They boiled water in a kettle on a gas stove for 15 minutes. How much gas burns in 1 s if the kettle contains 3

They boiled water in a kettle on a gas stove for 15 minutes. How much gas burns in 1 s if the kettle contains 3 liters of water at a temperature of 20. The heat capacity of the kettle and other losses should be neglected.

T1 = 15 min = 900 s.

Vw = 3 l = 0.003 m3.

ρw = 1000 kg / m3.

t1 = 20 ° C.

t2 = 100 ° C.

Cw = 4200 J / kg * ° С.

Vg = 0.1 m3.

ρg = 0.8 kg / m3.

r = 4.4 * 10 ^ 7 J / kg.

mg1 -?

Since the loss of thermal energy, according to the condition of the problem, can be neglected, then the entire amount of heat that is released during the combustion of gas Qg goes to heating water Qw: Qg = Qw.

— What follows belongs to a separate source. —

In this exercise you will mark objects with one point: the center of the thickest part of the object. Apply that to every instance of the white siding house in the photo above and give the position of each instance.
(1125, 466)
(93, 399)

When gas is burned, the following amount of heat Qg is released: Qg = r * mg.

mg = Qg / r.

mg1 = mg / T = Qg / r * T.

The amount of heat Qw, which goes to heating water, is expressed by the formula: Qw = Cw * mw * (t2 – t1) = Cw * Vw * ρw * (t2 – t1).

Qw = 4200 J / kg * ° C * 0.003 m3 * 1000 kg / m3 * (100 ° C – 20 ° C) = 1008000 J.

mg1 = 1008000 J / 4.4 * 10 ^ 7 J / kg * 900 s = 0.0000255 kg.

Answer: when heating water in kettles, natural gas with a mass of mg1 = 0.0000255 kg burns every second.